Simulated Exchange Design Doc
Source: Notion | Last edited: 2025-02-06 | ID: f6cb4425-530...
Introduction
Section titled “Introduction”What is a Simulated Exchange?
A simulated exchange is a crypto exchange simulator. It simulates operations (buy crypto, sell crypto, query account info, etc.) between a client and the exchange. In addition, the simulator can also expedite the backtesting process from a couple of years into a couple of hours.
Why build a Simulated Exchange?
Building a simulated exchange can help us test different strategies to improve the execution performance and lower the slippage.
What’s the difference between the Simulated Exchange and Model backtesting?
It differs in data granularity and the ability to test event-driven strategies.
Model backtesting uses the prices of candle sticks per minute to simulate order results. More specifically, the average price of the minute is used to calculate the average order-filled price. And a fixed trading fee is used to calculate the trading cost and slippage, which is not accurate.
Meanwhile, the simulated exchange uses 100ms-level orderbook and trades data to simulate the operations (buy/sell/query). It’s more accurate in terms of order-filled price, order types (maker vs taker), and is able to test event-driven trading strategies. (i.e. market-making order is an example of an event-driven strategy. The basic logic is based on order_fill_event to create an opposite-side order with spread)
How to simulate a request in the past?
First, load past n years’ data into the simulated exchange. Then the client can send a request with a timestamp in the past to simulate a request in the past. The exchange simulator should be able to execute the business logic and send a response.
How to simulate a websocket message? (NEED TO BE DISCUSSED)
If we choose to simulate websocket message, we’d focus on “Order” and “Trade” events. (Orderbook websocket event can be eliminated by using a REST GET operation. Simulator needs to calculate snapshots in ms beforehand). Once the client sends a new order request to the simulator, the simulator not only returns the current order status (NEW, FILLED or CANCELED), but also returns when would the order get filled in the future with max fast-forward constraint. ( i.e. if fast-forward constraint is 30 min, the response only needs to tell if the order can be filled in the next 30 min). The client side would save the future order-filled events (if any) into a time-based priority queue. Then the client may fast-forward to the next order-filled event. Thus, a websocket event simulation is done.
Challenges:
- Websocket simulation. We have a brainstorming idea of using a time-based priority queue to simulate websocket event. It’s not a concrete plan yet.
- Fast simulation. We hope to make the simulation as fast as possible so that we can test different execution strategies.
- Massive refactor. We use CCXT library as a API adaptor to communicate with crypto exchange (i.e. Binance). We may not use existing code without a lot of refactoring. CCXT has unified method signature and response parsing functions. I can think of adding timestamp to every request, and there may be other refactoring needed. In addition, our current code mixed business logic into the Binance service (BinanceTrader) which makes the refactor more work.
- How to simulate market impact (slippage)? Is Orderbook data enough? Should Trades data also be used? and how?
API Design
Section titled “API Design”The simulated exchange serves one client at a time. The required endpoints are listed below.

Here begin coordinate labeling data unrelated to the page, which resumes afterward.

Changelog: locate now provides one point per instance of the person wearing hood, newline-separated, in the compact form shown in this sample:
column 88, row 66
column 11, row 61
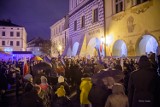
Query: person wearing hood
column 85, row 87
column 118, row 97
column 144, row 85
column 61, row 81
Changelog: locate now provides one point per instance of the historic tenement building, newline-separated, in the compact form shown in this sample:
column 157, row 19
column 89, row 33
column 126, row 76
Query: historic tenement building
column 12, row 37
column 132, row 27
column 59, row 36
column 86, row 28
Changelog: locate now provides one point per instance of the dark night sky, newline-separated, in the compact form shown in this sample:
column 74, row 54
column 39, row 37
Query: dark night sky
column 35, row 15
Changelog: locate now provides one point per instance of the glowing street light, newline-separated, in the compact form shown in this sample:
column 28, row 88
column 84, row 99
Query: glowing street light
column 109, row 39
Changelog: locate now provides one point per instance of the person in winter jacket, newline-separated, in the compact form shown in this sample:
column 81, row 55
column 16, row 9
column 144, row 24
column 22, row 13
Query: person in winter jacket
column 118, row 97
column 85, row 88
column 143, row 87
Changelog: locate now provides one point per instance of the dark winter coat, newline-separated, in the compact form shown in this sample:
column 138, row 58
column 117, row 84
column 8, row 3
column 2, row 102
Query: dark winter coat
column 143, row 86
column 98, row 95
column 30, row 99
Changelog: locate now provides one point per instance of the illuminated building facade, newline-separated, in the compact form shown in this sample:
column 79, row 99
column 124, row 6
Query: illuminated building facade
column 132, row 27
column 86, row 28
column 12, row 37
column 38, row 46
column 59, row 36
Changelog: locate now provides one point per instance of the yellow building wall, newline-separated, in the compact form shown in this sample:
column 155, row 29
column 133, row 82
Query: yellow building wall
column 141, row 20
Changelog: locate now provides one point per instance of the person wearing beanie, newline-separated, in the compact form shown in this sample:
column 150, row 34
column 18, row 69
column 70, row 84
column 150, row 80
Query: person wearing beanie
column 118, row 97
column 62, row 100
column 44, row 84
column 61, row 81
column 60, row 91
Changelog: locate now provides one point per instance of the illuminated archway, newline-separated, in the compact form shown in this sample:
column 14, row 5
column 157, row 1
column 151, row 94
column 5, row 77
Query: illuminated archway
column 146, row 44
column 75, row 49
column 69, row 51
column 93, row 47
column 119, row 48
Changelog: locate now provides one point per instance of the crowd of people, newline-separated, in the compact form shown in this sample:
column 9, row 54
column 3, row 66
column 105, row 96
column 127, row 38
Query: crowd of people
column 82, row 82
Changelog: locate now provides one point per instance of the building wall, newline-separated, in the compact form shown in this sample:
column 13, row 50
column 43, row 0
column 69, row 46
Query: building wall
column 59, row 36
column 91, row 30
column 7, row 38
column 132, row 24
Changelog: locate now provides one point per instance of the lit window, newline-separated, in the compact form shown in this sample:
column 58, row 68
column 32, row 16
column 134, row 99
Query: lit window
column 11, row 43
column 18, row 34
column 3, row 43
column 75, row 25
column 140, row 1
column 3, row 33
column 11, row 33
column 17, row 43
column 119, row 5
column 95, row 15
column 83, row 22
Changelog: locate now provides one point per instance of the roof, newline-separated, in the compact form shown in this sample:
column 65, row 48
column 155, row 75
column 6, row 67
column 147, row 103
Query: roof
column 8, row 23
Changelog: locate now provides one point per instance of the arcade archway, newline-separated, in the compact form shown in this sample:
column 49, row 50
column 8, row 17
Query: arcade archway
column 93, row 47
column 119, row 48
column 146, row 44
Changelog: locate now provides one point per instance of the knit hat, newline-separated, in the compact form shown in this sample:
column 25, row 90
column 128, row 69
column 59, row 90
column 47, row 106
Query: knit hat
column 60, row 91
column 60, row 79
column 43, row 79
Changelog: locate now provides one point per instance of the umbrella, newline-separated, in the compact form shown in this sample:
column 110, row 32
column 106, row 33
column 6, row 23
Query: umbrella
column 36, row 58
column 46, row 67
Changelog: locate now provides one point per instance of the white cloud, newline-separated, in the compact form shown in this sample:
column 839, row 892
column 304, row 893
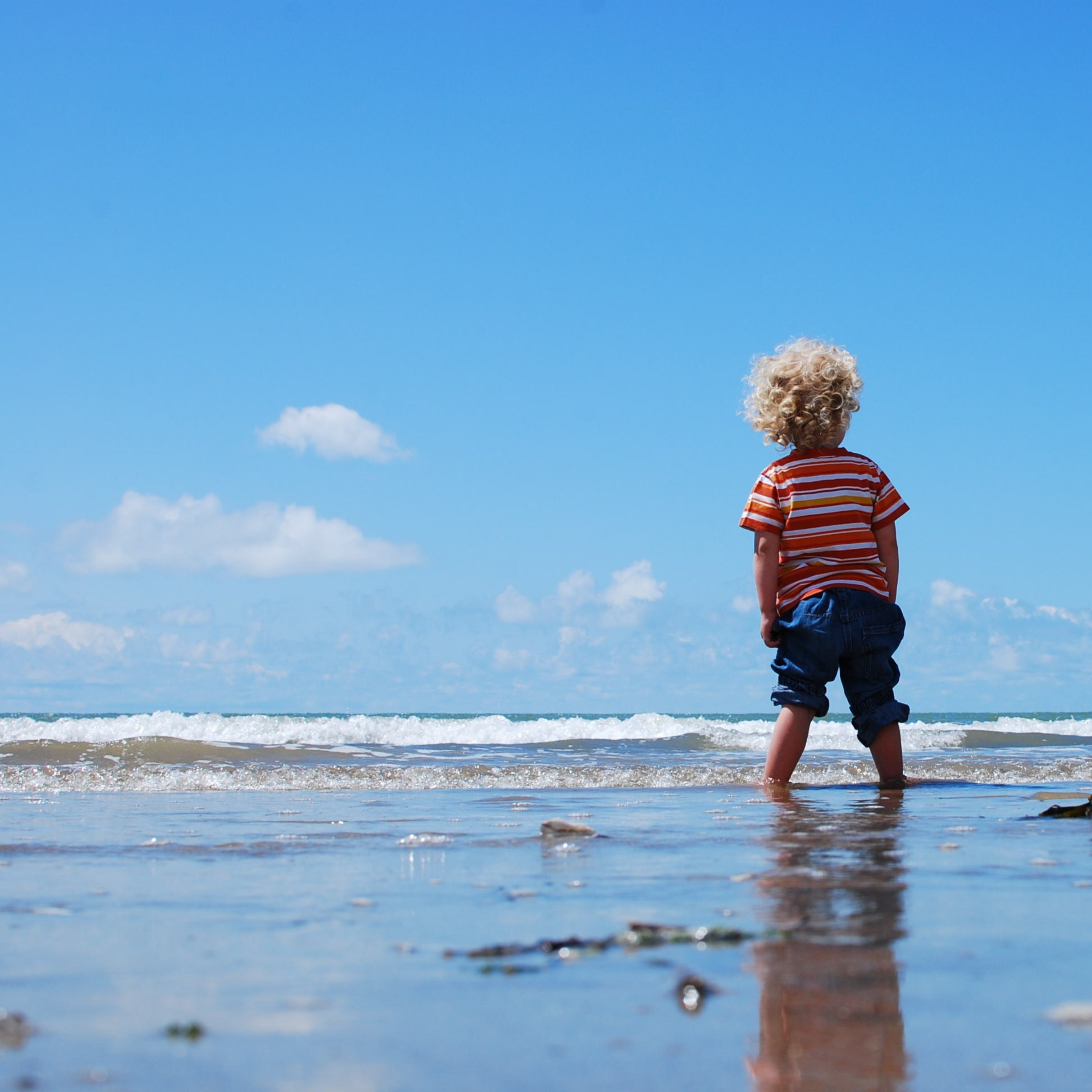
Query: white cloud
column 629, row 591
column 1063, row 614
column 510, row 660
column 335, row 432
column 186, row 616
column 576, row 590
column 264, row 541
column 13, row 574
column 41, row 632
column 947, row 595
column 514, row 608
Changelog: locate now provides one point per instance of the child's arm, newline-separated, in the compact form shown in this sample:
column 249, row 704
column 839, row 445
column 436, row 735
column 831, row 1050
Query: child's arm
column 887, row 546
column 767, row 559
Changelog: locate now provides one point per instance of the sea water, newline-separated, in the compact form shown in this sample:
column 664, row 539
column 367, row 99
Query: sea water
column 366, row 914
column 166, row 752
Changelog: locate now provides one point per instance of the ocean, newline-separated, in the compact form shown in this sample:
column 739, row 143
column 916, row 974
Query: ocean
column 166, row 752
column 374, row 905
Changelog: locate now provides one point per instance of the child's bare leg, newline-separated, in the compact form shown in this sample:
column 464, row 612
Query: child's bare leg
column 887, row 755
column 790, row 735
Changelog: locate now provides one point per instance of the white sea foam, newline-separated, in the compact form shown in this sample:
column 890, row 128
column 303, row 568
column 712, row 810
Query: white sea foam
column 494, row 730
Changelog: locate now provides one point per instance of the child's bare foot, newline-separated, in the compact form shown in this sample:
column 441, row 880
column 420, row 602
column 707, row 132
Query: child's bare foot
column 897, row 782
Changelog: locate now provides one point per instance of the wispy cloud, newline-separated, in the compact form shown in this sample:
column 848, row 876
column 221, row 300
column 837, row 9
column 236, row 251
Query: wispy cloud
column 47, row 630
column 622, row 602
column 193, row 534
column 945, row 593
column 335, row 432
column 514, row 608
column 630, row 590
column 13, row 574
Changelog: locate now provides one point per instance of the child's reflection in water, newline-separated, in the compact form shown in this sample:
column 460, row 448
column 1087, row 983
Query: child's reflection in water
column 829, row 1012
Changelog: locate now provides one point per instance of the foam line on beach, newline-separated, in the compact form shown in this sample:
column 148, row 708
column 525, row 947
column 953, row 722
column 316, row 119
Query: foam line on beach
column 154, row 778
column 739, row 734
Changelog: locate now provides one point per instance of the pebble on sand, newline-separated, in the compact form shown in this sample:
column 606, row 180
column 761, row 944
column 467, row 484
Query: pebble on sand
column 563, row 828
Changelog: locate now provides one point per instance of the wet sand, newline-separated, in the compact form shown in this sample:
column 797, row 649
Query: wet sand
column 894, row 940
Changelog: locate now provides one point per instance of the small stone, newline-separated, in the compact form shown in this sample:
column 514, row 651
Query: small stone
column 562, row 828
column 692, row 993
column 191, row 1032
column 15, row 1030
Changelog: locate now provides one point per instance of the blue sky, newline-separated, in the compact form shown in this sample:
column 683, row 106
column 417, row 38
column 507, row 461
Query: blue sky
column 535, row 245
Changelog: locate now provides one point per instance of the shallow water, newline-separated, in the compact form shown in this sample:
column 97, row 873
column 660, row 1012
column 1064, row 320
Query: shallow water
column 319, row 925
column 900, row 939
column 171, row 752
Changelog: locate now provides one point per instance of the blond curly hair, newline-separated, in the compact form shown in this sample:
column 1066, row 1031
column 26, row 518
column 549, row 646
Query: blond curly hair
column 804, row 393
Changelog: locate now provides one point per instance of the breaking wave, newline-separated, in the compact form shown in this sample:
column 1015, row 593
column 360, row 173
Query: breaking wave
column 732, row 732
column 207, row 752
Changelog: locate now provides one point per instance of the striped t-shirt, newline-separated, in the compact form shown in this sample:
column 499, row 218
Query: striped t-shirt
column 825, row 503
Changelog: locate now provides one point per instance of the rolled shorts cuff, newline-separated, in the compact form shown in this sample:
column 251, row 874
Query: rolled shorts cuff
column 792, row 691
column 870, row 723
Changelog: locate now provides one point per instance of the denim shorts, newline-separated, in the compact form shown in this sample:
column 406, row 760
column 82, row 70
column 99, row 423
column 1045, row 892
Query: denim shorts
column 848, row 630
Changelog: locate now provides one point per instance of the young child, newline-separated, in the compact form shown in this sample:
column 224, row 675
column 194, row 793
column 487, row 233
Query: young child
column 826, row 557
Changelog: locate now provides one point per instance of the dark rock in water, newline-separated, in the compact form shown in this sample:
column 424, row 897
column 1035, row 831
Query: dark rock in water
column 15, row 1030
column 193, row 1031
column 562, row 828
column 692, row 993
column 644, row 935
column 639, row 935
column 1068, row 812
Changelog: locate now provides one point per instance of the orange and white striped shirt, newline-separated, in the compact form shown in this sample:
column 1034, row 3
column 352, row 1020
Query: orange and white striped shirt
column 826, row 504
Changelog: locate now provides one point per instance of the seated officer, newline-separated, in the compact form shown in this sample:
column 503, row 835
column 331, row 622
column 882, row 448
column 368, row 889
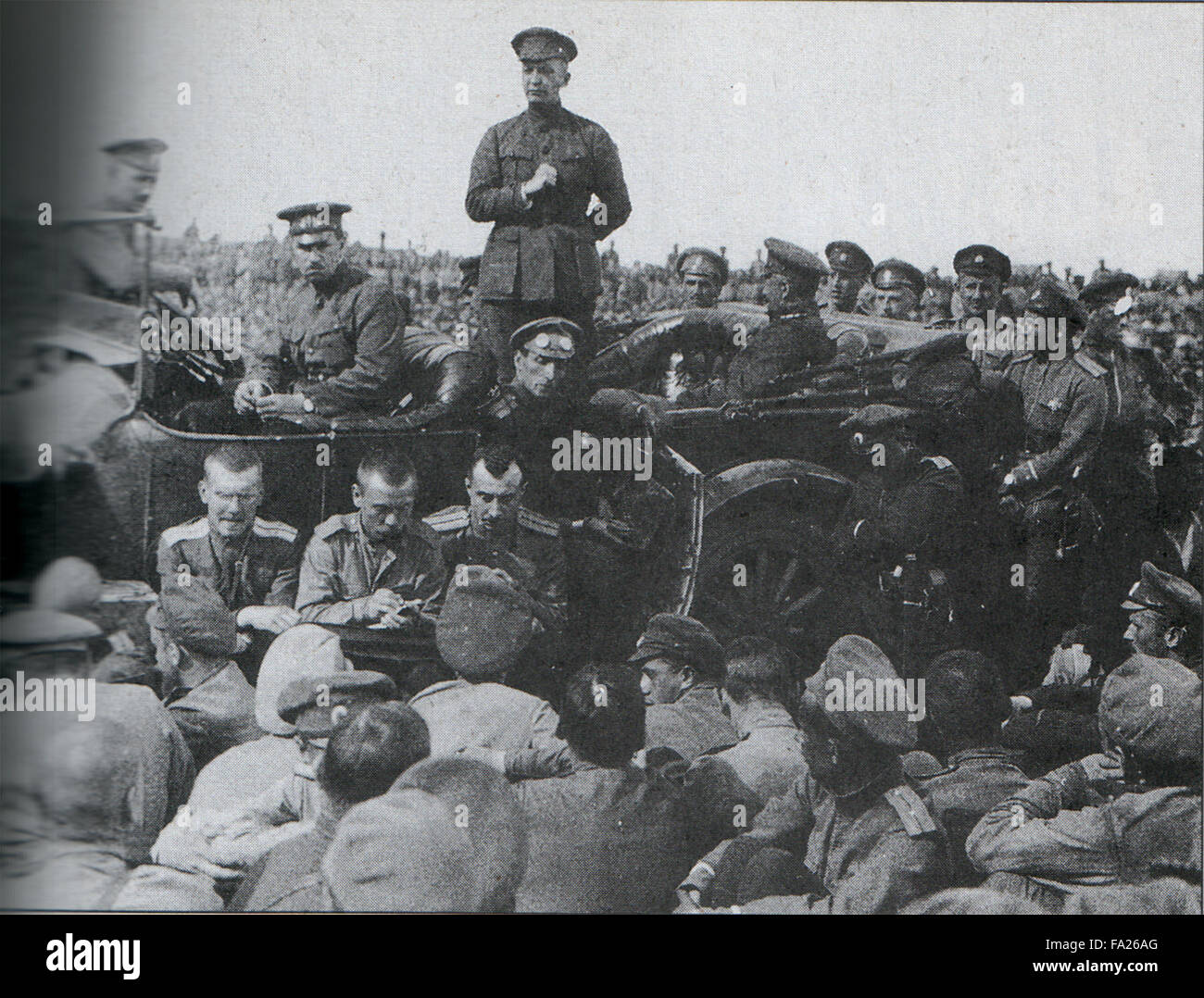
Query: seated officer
column 496, row 530
column 248, row 562
column 897, row 291
column 795, row 337
column 703, row 275
column 342, row 345
column 897, row 542
column 681, row 665
column 378, row 565
column 850, row 267
column 851, row 837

It’s responsible for:
- Calculate user’s balance, commission, order status, and maintain order/trade history etc.
- Generate a detailed report in the end of the simulation. i.e. what’s the balance over time, max drawdown, slippage, Sharpe ratio, Calmar ratio, Sortino ratio, etc.
- Database: Simulated Exchange
Ref:
- Binance Future API: https://binance-docs.github.io/apidocs/futures/en/
Notes:
- Market order return executed result immediately.